The village is included in the West Rushcliffe Zone of the Nottsbus On Demand service. This is an on-demand bus service which connects Kegworth to connections at East Midlands Parkway train station, East Midlands Airport, and Clifton South tram stop, and to neighbouring villages such as Gotham and East Leake.

=== Education ===
The village is served by Kegworth Primary School, which is a community school which takes pupils aged 4 to 11 years. The school was rated good at its last Ofsted inspection. Beyond the primary school age, most children attend schools in Castle Donington and Shepshed.

The village is a short distance away from Sutton Bonington Campus of the University of Nottingham. Many students studying at the campus live in Kegworth: as of the 2021 census, 24% of Kegworth's population reported as full-time students, more than 3 times the national average.

The village has both Anglican and Baptist churches.

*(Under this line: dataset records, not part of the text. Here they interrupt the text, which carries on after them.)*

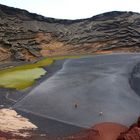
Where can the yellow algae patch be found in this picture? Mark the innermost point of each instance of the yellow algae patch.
(20, 79)
(10, 121)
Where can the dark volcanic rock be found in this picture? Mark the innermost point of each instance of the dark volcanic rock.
(27, 36)
(133, 133)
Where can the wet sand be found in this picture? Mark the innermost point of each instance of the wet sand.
(97, 84)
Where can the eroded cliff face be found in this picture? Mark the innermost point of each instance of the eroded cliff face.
(26, 36)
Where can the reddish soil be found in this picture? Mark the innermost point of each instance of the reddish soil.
(133, 133)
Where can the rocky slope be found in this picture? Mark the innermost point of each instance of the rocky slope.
(27, 36)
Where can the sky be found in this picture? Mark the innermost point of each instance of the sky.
(73, 9)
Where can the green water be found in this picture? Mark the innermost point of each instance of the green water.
(23, 76)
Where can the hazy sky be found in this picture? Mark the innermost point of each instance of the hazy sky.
(73, 9)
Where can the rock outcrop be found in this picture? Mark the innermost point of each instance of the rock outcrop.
(133, 133)
(26, 36)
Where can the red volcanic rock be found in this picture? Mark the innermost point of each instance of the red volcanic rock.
(103, 131)
(133, 133)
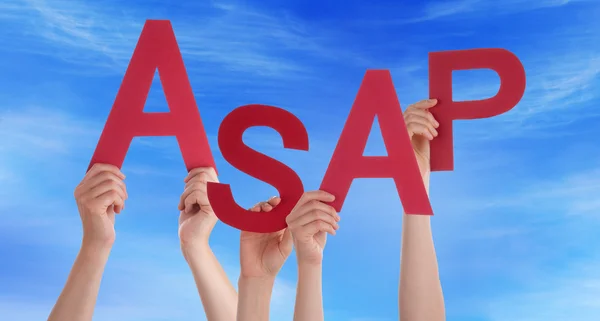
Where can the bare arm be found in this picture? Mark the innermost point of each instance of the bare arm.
(255, 298)
(99, 196)
(309, 295)
(420, 293)
(310, 222)
(421, 296)
(218, 296)
(196, 222)
(78, 298)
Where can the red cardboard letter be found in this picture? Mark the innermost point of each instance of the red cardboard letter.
(258, 165)
(156, 48)
(376, 97)
(441, 65)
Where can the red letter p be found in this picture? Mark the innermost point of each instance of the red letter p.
(441, 66)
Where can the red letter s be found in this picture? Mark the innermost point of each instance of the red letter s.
(258, 165)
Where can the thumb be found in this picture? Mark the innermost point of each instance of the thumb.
(287, 242)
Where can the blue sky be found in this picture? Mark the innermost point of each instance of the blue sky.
(516, 223)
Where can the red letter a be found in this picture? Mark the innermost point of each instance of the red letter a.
(376, 97)
(156, 49)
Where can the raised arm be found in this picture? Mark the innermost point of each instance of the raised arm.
(309, 222)
(420, 297)
(99, 196)
(261, 257)
(196, 223)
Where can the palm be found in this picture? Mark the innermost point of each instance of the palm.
(261, 253)
(195, 223)
(311, 249)
(420, 146)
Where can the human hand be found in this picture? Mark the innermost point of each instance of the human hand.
(421, 126)
(99, 196)
(309, 223)
(263, 254)
(197, 218)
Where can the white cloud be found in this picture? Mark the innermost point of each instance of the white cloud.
(236, 38)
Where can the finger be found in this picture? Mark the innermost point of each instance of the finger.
(103, 177)
(318, 226)
(98, 168)
(110, 198)
(312, 206)
(287, 242)
(196, 201)
(106, 186)
(412, 118)
(274, 201)
(315, 195)
(422, 113)
(315, 215)
(208, 171)
(419, 129)
(189, 189)
(424, 104)
(266, 207)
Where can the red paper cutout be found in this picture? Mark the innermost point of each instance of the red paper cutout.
(376, 97)
(260, 166)
(156, 48)
(441, 65)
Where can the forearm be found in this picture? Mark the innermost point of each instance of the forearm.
(420, 295)
(217, 294)
(78, 298)
(254, 298)
(309, 294)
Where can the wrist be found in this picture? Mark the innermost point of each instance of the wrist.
(96, 245)
(312, 269)
(257, 283)
(192, 250)
(92, 250)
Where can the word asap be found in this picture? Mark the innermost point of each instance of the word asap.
(157, 49)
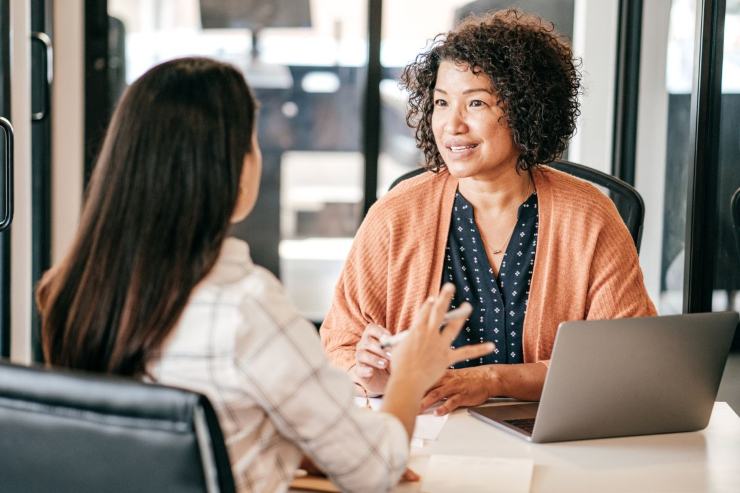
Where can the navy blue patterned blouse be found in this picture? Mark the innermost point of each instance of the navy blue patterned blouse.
(499, 303)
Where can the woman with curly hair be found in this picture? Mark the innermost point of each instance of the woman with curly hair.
(492, 102)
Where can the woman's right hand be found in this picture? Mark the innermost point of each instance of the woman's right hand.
(372, 363)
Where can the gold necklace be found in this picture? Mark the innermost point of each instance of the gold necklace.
(500, 250)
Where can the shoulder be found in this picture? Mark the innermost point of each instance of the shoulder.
(573, 197)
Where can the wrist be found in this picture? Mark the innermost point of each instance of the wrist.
(406, 383)
(496, 381)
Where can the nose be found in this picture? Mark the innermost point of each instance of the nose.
(455, 122)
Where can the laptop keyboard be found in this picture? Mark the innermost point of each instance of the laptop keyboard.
(527, 424)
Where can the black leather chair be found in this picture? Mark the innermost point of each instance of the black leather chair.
(628, 201)
(735, 208)
(64, 431)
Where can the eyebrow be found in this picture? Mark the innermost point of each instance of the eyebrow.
(467, 91)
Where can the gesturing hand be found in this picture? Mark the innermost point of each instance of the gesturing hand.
(464, 387)
(426, 352)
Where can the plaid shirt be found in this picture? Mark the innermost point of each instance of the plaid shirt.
(242, 343)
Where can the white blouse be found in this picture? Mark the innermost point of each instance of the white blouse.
(242, 344)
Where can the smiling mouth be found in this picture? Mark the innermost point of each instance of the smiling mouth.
(462, 148)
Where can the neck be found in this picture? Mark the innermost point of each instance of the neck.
(497, 193)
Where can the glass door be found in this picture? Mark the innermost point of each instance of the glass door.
(6, 159)
(40, 153)
(307, 63)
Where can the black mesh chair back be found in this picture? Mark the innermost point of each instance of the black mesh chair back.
(735, 208)
(72, 432)
(627, 200)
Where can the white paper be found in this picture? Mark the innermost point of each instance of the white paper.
(428, 426)
(471, 474)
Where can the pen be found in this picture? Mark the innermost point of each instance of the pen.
(460, 312)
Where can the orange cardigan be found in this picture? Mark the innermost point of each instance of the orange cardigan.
(586, 264)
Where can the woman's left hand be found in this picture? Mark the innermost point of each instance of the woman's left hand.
(463, 387)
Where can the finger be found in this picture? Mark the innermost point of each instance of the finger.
(376, 349)
(453, 327)
(363, 372)
(441, 304)
(409, 475)
(371, 360)
(471, 352)
(448, 406)
(433, 397)
(374, 331)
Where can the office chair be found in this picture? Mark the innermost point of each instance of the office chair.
(65, 431)
(735, 211)
(627, 200)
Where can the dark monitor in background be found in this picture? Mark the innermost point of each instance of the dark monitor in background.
(559, 12)
(255, 14)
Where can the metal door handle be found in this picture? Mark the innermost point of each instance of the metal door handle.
(6, 129)
(43, 38)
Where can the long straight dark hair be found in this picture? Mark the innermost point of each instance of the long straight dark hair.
(157, 211)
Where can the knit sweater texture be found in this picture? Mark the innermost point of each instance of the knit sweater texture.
(586, 265)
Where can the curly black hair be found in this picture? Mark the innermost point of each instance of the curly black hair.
(532, 71)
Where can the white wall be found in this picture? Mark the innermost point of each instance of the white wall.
(595, 42)
(20, 236)
(67, 124)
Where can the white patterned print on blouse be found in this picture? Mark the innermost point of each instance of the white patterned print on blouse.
(499, 303)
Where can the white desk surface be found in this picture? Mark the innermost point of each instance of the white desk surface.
(707, 460)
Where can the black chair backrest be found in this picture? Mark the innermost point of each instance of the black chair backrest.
(69, 432)
(627, 200)
(735, 208)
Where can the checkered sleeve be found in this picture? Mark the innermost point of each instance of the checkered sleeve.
(282, 365)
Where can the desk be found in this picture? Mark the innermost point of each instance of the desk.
(708, 460)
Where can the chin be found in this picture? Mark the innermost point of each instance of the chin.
(460, 170)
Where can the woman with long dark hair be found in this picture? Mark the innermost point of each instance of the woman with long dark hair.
(153, 289)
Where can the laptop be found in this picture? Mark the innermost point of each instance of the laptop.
(632, 376)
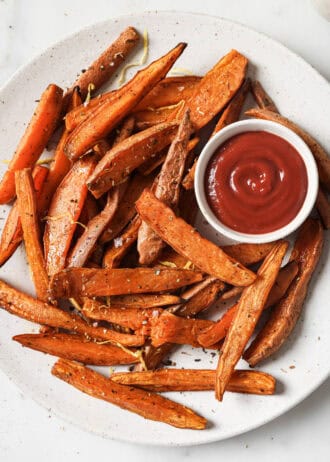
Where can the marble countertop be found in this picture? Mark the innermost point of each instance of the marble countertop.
(28, 431)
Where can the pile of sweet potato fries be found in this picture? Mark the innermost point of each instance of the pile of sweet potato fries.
(109, 227)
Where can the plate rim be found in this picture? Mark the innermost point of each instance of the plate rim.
(117, 435)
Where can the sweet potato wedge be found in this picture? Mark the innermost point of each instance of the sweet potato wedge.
(262, 98)
(34, 140)
(169, 92)
(91, 282)
(26, 307)
(143, 300)
(321, 157)
(189, 243)
(126, 209)
(27, 207)
(252, 382)
(217, 88)
(248, 312)
(12, 233)
(148, 405)
(64, 212)
(61, 165)
(219, 330)
(94, 228)
(122, 159)
(77, 348)
(306, 254)
(167, 190)
(121, 245)
(105, 66)
(109, 114)
(168, 328)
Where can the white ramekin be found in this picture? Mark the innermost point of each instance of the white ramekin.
(248, 126)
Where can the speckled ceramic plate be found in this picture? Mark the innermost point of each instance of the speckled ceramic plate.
(298, 91)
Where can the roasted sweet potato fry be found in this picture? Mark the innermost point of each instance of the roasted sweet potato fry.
(306, 254)
(64, 212)
(109, 114)
(217, 88)
(77, 348)
(169, 92)
(27, 207)
(12, 233)
(143, 300)
(34, 140)
(132, 318)
(104, 67)
(253, 382)
(168, 328)
(26, 307)
(189, 243)
(61, 165)
(126, 209)
(95, 227)
(148, 405)
(321, 157)
(121, 245)
(91, 282)
(248, 312)
(167, 190)
(219, 330)
(233, 110)
(122, 159)
(262, 98)
(323, 208)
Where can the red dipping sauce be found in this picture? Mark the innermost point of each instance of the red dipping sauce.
(256, 182)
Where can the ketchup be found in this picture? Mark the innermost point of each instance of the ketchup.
(256, 182)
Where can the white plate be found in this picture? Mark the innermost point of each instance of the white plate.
(301, 93)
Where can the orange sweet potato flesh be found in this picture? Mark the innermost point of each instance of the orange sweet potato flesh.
(167, 190)
(321, 157)
(64, 212)
(163, 380)
(126, 209)
(61, 165)
(76, 348)
(284, 317)
(27, 207)
(149, 405)
(169, 92)
(94, 228)
(189, 243)
(262, 98)
(115, 252)
(219, 330)
(109, 114)
(217, 88)
(168, 328)
(92, 282)
(26, 307)
(249, 309)
(105, 66)
(12, 233)
(34, 140)
(122, 159)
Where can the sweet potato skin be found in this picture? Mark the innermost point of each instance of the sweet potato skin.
(146, 404)
(249, 309)
(34, 140)
(91, 282)
(306, 253)
(188, 242)
(76, 348)
(164, 380)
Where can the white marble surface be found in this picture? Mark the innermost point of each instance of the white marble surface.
(28, 431)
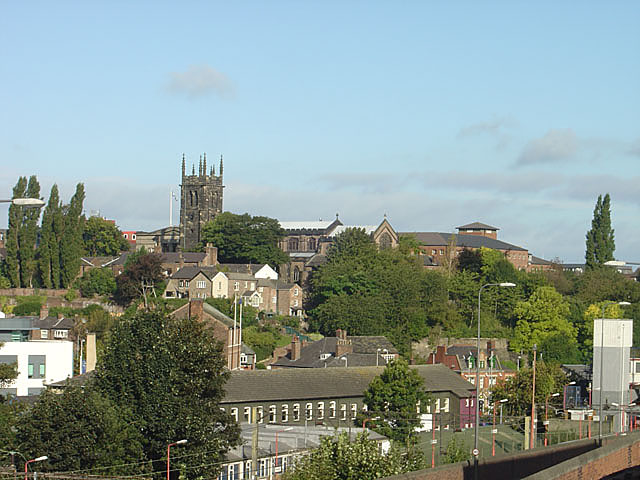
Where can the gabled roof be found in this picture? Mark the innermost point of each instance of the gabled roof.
(324, 383)
(438, 239)
(364, 353)
(478, 226)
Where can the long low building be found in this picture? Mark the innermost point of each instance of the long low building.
(334, 396)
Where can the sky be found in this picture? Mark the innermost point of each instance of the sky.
(437, 114)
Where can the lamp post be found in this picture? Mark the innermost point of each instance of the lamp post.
(179, 442)
(277, 432)
(476, 452)
(26, 464)
(546, 416)
(604, 305)
(494, 430)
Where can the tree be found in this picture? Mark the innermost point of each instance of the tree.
(97, 281)
(600, 240)
(338, 458)
(80, 429)
(48, 253)
(12, 244)
(544, 314)
(245, 239)
(394, 396)
(141, 270)
(170, 373)
(103, 238)
(71, 247)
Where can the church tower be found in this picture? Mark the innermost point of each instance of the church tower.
(200, 200)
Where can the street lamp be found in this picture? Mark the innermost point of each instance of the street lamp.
(179, 442)
(25, 202)
(546, 416)
(277, 432)
(26, 464)
(604, 305)
(386, 352)
(476, 452)
(494, 430)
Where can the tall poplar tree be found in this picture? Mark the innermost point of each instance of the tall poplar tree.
(48, 254)
(12, 243)
(71, 246)
(600, 240)
(28, 235)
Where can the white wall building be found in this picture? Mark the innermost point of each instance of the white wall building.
(39, 362)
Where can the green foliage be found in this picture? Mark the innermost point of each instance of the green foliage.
(103, 238)
(97, 281)
(600, 243)
(80, 429)
(340, 459)
(550, 379)
(170, 374)
(544, 314)
(457, 451)
(245, 239)
(394, 396)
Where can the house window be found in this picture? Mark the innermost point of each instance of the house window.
(272, 414)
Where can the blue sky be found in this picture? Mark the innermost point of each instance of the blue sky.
(436, 113)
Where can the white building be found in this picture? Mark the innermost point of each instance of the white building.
(39, 362)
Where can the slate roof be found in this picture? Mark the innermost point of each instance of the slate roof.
(364, 353)
(289, 383)
(478, 226)
(437, 239)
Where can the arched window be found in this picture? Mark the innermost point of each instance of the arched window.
(385, 240)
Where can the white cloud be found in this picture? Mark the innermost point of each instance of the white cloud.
(200, 80)
(556, 145)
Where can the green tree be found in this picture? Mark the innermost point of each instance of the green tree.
(80, 429)
(97, 281)
(170, 374)
(245, 239)
(544, 314)
(71, 247)
(517, 390)
(394, 396)
(600, 239)
(339, 458)
(27, 236)
(48, 253)
(12, 244)
(103, 238)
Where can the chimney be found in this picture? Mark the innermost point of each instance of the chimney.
(296, 348)
(211, 257)
(91, 352)
(196, 308)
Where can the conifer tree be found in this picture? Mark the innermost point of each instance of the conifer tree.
(27, 236)
(51, 234)
(71, 246)
(600, 240)
(15, 224)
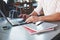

Shops in the village include a supermarket, butcher, pharmacy and optician. There are a number of cafes, restaurants and takeaway food outlets including fish and chips, Indian and Chinese cuisine. Kegworth has several public houses, a doctor's surgery and a village hall that hosts village events and the local playgroup. Kegworth has thriving sports clubs, which include the Kegworth Imperial football club, Kegworth Town Cricket Club and Kegworth Bowls Club. There are five parks with play areas for younger children and a skate park. The village has a library and a fully accredited museum of local history. One Kegworth community group also organise many village events throughout the year such as the Easter Charter market, Sideley Park family fun day and food festival, and the Christmas market.

==Notable people==
Thomas Parkinson was Rector of Kegworth from 1789 until his death in 1830.

Cartoonist Bill Tidy was a long-term resident of Kegworth in the 1980s and 1990s.

Olympic swimmer Adam Peaty.

Biologist Keith Campbell was resident in the village. He is well known as one of the team to clone the sheep Dolly and produced further clones, sisters to Dolly, during his time in Kegworth.

Irish poet Thomas Moore lived at The Cedars, London Road, Kegworth, for almost a year.